= Columbia Basin Trust =

Columbia Basin Trust was created by the Columbia Basin Trust Act (British Columbia) in 1995 to benefit the region most adversely affected by the Columbia River Treaty (CRT), in the Canadian province of British Columbia.

The CRT, ratified by the United States and Canada in 1964, led to the construction of three storage dams in the Basin (the Duncan, Keenleyside and Mica dams) and one in Montana (Libby Dam). The purpose of these dams was flood control and power production in both countries. Most of the benefits of the CRT were enjoyed by areas outside the Basin while most of the negative effects were, and still are, felt by the Basin.

There was a lack of prior consultation with the people of the Basin, including the 2,300 residents who were displaced by flooding of their communities and farms. The people of the Basin came together in the early 1990s to press the Province for recognition of the injustice of this situation. Local governments in the Basin coordinated their efforts at the regional district and tribal council level under the Columbia River Treaty Committee, which first met in 1992.

The Committee, in partnership with elected officials from the region, negotiated with the Province. They had two objectives:
1. The creation of a trust governed by a board of Basin residents.
2. The allocation to the region of funds representing a fair share of the ongoing downstream benefits earned under the CRT, to be managed by the trust.

On both counts negotiations were successful and Columbia Basin Trust was formed. Columbia Basin Trust received a $295 million endowment by the Province.
1. $250 million is committed to finance power project construction.
2. As directed by Basin residents, $45 million is being reinvested for the benefit of Basin residents through short-term cash investments, business loans, real estate ownership, and venture capital projects.
3. In addition, Columbia Basin Trust receives $2 million per year from 1996 to 2012.

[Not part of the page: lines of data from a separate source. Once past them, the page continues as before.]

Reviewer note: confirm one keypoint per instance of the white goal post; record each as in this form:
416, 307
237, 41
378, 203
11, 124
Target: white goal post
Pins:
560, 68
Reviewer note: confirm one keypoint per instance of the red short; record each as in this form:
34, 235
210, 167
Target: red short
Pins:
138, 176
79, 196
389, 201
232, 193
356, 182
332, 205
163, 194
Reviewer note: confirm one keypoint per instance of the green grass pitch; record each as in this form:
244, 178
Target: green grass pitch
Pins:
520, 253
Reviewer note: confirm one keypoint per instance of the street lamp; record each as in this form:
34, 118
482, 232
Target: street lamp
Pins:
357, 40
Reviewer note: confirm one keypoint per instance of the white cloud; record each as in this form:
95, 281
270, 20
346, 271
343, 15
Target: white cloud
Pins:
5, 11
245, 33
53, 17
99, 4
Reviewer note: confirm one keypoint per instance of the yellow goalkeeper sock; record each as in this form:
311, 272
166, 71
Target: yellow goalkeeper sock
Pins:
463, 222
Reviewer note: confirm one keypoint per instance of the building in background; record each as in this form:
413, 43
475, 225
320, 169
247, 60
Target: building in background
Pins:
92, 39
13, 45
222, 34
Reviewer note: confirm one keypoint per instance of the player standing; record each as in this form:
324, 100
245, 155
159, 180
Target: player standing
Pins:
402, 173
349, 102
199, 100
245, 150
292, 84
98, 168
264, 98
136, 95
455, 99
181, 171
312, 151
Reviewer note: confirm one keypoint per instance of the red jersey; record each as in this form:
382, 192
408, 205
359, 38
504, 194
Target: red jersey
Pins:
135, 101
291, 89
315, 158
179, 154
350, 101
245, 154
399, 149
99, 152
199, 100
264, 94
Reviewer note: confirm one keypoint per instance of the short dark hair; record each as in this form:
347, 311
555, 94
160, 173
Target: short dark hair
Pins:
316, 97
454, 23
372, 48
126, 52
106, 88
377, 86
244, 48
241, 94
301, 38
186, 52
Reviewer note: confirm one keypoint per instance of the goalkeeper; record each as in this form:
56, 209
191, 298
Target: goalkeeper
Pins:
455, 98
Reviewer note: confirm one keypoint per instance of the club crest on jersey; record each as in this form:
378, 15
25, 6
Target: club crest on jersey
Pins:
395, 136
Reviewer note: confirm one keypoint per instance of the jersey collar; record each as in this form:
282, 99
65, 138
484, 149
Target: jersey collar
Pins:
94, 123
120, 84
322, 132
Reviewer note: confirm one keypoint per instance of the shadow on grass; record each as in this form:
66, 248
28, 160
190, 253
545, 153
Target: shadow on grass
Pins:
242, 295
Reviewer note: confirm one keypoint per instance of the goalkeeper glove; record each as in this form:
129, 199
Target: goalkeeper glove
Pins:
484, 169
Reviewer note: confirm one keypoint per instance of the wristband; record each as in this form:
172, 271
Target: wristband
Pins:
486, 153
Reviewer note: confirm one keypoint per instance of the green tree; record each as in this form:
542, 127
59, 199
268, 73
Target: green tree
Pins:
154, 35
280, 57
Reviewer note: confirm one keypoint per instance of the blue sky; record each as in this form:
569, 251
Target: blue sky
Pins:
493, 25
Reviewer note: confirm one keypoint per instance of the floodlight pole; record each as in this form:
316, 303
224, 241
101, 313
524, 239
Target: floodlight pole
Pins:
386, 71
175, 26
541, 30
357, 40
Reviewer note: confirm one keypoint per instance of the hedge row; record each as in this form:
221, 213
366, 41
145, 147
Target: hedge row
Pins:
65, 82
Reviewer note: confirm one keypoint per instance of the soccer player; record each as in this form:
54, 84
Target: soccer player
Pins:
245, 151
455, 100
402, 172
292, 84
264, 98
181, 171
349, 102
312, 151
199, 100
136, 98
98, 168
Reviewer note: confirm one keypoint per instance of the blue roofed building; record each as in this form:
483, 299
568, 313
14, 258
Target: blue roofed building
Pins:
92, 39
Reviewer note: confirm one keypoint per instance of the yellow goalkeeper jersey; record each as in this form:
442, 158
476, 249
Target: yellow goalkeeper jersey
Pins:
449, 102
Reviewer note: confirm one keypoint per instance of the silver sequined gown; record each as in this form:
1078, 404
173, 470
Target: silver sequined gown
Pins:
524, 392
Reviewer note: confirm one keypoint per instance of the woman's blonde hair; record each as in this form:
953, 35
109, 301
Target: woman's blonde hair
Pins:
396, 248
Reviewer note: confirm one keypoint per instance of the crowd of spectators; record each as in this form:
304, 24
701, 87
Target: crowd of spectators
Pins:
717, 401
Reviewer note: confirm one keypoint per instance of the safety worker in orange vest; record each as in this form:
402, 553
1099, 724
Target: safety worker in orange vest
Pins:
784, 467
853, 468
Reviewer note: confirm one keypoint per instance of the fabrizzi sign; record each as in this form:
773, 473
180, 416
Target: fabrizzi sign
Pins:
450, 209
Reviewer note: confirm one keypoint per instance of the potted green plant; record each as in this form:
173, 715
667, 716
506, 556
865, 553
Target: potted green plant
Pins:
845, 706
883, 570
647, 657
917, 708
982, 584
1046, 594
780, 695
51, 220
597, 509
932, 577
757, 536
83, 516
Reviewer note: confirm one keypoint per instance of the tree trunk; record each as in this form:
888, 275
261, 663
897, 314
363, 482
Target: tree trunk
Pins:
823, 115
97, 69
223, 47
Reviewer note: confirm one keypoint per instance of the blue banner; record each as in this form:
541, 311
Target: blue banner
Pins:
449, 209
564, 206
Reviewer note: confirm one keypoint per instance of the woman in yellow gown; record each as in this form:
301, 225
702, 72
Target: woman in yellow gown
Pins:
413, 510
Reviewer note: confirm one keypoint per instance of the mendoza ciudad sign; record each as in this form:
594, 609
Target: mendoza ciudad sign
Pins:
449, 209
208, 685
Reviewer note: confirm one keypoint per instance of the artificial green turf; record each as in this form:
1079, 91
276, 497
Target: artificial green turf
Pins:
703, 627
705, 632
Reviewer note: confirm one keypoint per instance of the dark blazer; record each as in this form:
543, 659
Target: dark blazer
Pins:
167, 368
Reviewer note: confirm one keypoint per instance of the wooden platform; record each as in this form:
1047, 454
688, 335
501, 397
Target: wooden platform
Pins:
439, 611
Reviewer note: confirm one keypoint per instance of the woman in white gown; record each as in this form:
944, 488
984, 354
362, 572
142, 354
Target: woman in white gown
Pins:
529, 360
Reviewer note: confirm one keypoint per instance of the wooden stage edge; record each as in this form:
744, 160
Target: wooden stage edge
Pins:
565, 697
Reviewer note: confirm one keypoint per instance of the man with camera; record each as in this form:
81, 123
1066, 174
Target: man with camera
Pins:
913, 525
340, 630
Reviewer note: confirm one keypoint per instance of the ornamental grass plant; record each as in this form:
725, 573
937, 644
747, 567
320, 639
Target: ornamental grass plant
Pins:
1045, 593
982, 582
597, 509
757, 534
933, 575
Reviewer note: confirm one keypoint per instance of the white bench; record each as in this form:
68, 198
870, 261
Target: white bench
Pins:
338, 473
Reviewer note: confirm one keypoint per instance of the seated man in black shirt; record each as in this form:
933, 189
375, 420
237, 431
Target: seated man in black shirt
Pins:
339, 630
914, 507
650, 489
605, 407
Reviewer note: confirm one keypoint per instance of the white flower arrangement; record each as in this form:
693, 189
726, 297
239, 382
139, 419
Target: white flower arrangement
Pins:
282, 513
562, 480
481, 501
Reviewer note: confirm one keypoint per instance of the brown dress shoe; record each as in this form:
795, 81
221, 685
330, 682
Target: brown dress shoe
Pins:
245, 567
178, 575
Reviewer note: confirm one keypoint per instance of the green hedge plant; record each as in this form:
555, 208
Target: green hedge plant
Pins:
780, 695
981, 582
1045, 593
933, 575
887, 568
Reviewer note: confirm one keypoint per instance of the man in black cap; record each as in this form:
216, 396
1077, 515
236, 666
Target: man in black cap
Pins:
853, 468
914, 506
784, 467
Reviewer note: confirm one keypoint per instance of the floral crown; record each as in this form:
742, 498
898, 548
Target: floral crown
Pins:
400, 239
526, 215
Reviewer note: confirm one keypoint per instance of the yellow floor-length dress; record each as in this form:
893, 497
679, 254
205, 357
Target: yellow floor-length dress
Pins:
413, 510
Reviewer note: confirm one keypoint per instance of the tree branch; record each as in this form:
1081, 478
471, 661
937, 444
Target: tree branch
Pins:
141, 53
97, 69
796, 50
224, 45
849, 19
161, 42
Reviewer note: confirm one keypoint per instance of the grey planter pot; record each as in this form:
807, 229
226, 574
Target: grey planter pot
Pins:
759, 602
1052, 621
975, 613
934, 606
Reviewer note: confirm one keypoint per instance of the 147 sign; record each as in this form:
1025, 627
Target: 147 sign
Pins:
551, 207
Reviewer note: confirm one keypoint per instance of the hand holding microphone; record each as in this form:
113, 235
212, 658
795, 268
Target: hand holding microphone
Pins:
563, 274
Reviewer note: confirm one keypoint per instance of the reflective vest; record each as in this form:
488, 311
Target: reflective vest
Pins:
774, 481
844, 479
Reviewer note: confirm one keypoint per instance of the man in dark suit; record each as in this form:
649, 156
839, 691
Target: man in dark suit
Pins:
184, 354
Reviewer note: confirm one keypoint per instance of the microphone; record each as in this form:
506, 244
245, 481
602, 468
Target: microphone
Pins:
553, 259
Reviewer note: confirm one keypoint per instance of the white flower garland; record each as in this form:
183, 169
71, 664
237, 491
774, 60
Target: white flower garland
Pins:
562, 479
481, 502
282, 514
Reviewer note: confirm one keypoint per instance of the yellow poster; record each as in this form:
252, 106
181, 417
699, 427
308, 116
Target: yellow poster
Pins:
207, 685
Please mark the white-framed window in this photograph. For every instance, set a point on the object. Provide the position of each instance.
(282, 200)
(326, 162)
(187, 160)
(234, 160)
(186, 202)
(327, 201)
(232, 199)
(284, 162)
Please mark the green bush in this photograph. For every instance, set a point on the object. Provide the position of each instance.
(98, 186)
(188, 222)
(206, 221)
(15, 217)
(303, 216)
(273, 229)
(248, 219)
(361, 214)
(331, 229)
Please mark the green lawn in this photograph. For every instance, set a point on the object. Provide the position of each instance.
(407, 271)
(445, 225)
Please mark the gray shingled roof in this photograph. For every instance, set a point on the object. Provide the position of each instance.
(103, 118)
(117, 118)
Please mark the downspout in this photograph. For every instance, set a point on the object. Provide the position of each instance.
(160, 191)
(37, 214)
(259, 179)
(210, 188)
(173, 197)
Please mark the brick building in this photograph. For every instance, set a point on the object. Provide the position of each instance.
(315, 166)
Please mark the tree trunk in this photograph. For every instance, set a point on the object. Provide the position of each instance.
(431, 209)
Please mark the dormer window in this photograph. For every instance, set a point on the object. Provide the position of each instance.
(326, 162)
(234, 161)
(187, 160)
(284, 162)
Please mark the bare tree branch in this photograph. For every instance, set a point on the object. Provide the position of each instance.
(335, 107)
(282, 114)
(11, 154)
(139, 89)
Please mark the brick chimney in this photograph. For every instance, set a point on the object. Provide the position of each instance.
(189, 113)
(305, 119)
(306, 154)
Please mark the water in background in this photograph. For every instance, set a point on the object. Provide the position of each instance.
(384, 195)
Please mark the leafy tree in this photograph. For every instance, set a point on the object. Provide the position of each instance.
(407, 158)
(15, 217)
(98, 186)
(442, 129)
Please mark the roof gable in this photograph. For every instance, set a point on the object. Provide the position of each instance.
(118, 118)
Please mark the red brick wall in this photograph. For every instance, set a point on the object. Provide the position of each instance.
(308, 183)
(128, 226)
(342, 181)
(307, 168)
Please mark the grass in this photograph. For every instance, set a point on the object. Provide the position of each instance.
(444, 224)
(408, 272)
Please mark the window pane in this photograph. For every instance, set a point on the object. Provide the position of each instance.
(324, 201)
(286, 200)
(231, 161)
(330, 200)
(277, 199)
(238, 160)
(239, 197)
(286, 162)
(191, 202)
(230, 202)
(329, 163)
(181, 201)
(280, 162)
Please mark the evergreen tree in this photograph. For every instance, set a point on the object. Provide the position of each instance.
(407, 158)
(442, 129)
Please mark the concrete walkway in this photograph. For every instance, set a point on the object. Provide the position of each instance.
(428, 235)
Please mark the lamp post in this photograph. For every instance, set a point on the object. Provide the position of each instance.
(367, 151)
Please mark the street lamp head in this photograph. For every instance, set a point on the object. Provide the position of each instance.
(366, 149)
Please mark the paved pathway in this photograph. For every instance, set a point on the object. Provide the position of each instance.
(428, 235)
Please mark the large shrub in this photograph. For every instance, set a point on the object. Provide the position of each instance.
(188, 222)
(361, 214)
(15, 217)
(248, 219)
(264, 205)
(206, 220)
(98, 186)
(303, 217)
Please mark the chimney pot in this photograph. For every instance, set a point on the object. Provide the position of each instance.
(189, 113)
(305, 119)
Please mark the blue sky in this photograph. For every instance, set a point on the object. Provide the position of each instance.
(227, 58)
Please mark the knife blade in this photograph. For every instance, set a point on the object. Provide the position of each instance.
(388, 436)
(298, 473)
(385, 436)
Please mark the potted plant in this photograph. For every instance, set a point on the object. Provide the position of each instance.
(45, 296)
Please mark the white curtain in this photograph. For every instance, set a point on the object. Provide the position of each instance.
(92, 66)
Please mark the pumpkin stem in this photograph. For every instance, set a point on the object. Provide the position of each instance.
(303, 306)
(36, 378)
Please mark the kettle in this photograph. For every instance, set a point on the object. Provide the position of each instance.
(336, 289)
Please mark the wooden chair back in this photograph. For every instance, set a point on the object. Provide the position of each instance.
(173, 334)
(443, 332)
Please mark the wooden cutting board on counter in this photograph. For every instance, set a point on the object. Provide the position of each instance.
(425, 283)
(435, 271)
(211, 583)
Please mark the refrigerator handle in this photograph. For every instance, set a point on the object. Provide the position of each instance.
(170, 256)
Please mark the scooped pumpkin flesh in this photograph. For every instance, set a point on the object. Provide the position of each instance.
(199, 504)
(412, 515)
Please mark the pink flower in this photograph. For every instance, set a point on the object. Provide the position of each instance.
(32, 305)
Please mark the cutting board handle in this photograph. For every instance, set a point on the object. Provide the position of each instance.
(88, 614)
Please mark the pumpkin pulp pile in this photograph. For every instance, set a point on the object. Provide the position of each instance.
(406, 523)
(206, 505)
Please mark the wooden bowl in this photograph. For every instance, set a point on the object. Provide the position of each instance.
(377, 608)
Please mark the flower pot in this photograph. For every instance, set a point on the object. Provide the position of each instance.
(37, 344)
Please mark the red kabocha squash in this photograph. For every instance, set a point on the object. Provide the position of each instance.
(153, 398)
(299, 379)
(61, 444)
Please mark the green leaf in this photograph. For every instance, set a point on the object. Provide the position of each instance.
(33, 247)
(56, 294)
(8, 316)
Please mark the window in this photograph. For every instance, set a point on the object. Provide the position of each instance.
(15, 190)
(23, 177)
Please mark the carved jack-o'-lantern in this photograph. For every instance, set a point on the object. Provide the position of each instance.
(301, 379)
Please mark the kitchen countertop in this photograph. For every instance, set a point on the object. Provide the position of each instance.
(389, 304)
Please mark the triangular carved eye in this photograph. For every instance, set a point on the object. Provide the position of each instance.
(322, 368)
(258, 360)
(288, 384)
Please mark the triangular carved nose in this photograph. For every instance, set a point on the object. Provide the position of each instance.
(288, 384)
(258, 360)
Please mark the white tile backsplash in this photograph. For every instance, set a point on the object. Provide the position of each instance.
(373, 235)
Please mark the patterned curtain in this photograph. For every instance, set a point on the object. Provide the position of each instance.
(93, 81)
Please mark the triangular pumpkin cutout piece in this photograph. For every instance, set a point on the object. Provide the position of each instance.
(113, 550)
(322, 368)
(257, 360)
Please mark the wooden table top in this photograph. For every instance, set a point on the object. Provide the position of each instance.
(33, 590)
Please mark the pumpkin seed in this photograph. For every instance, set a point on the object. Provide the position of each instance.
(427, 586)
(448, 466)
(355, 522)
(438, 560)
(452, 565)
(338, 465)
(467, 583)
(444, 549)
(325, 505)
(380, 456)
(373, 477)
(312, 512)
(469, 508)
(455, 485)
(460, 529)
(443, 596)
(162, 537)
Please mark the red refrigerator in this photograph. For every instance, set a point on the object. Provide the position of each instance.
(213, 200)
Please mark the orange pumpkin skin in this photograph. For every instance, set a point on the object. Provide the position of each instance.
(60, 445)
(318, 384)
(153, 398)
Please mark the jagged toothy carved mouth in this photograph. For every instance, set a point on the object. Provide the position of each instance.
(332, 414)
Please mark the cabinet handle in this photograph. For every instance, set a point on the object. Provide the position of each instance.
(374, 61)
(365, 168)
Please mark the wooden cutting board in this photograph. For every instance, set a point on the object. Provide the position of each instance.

The Province further committed to transfer $250 million to the Columbia Power Corporation (CPC), Columbia Basin Trust's Joint Venture Partner in power projects in the Basin. Fifty per cent of the net profits go to Columbia Basin Trust for the benefit of the people of the Basin. The income from the investments is being spent on social, economic and environmental benefits for the residents of the Basin.

The Arrow Lakes generating station, jointly owned by Columbia Power Corporation and Columbia Basin Trust, won one of three Blue Planet prizes presented by the International Hydropower Association in 2005 for "social, environmental and technical excellence."